Llamada la nueva Eva, la madre de Jesús la Virgen María encabeza esta lista. Su sí a la voluntad de Dios abrió las puertas al mayor acontecimiento para la humanidad: la Encarnación de Jesucristo. Su respuesta fue: “He aquí la esclava del Señor, hágase en mí según su palabra” (Lc 1, 38). El Magníficat, su intervención en las bodas de Caná, su presencia en la Pasión de Cristo y en Pentecostés son solo algunos de los ejemplos de su prominencia, especial relación con Dios y su santidad. Sin duda, María es el ser humano que ha estado más cerca de Dios, más que Abraham, Moisés, cualquiera de los profetas o los propios discípulos de Cristo, pues es hija de Dios Padre, madre de Dios Hijo y esposa del Espíritu Santo. En torno a ella hay cuatro dogmas: la Inmaculada Concepción, la maternidad de Dios, la virginidad de María y la Asunción.

Rut, la moabita

El Viejo Testamento cuenta con el libro de Rut, una historia que evidencia la providencia divina de Dios en la época de los jueces. El ejemplo de Rut, la moabita y viuda que se dirigió a Belén con su suegra también viuda Noemí, encarna lo que debe ser un verdadero discípulo de Cristo. Como era moabita, pertenecía a un pueblo pagano y vivió la dureza de la época. Su humildad, gentileza, fe, oración y bondad fueron de tal magnitud que le ganaron la bendición de Dios. Rut y Noemí no tenían absolutamente nada por ser viudas, fueron a trabajar en el campo.
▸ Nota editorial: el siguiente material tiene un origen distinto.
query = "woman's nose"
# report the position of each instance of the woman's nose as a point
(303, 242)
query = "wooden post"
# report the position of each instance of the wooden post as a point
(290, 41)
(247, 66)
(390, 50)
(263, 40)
Rut se casó con Booz y tendrían a Obed, abuelo del Rey David. Así tiene un lugar privilegiado en la historia del pueblo de Israel y es antecesora de Jesús.

Perpetua y Felicidad

El martirio de estas dos cartaginesas se dio para el año 202, durante la persecución del emperador Severo, se relata en la Passio Perpetuae et Felicitatis. Perpetua, una joven de 22 años con una fortuna, fue apresada junto a su esclava Felicidad y otros, por el hecho de ser cristiana. Renegó de adorar dioses paganos y fue condenada al martirio junto a todos sus acompañantes: Felicidad, Revocato, Saturnino y Segundo. Las dos mujeres fueron decapitadas y su historia fue tan popular durante los siglos IV y V que incluso San Agustín explicó que se leía en reuniones y en iglesias.

Santa Teresa de Calcuta

Ya en el siglo XX, Santa Teresa de Calcuta (1910 – 1997) cambió la historia reciente con su testimonio de servicio a Cristo en el rostro de los pobres. Su vida fue una entrega absoluta a la oración y el servicio al prójimo de tal forma que fue reconocida por diversos organismos internacionales y hasta ganar el Premio Nobel de la Paz en 1979. “Madre Teresa, a lo largo de toda su existencia, ha sido una generosa dispensadora de la misericordia divina”, sostuvo el Papa Francisco durante su canonización en la Plaza de San Pedro en octubre de 2016.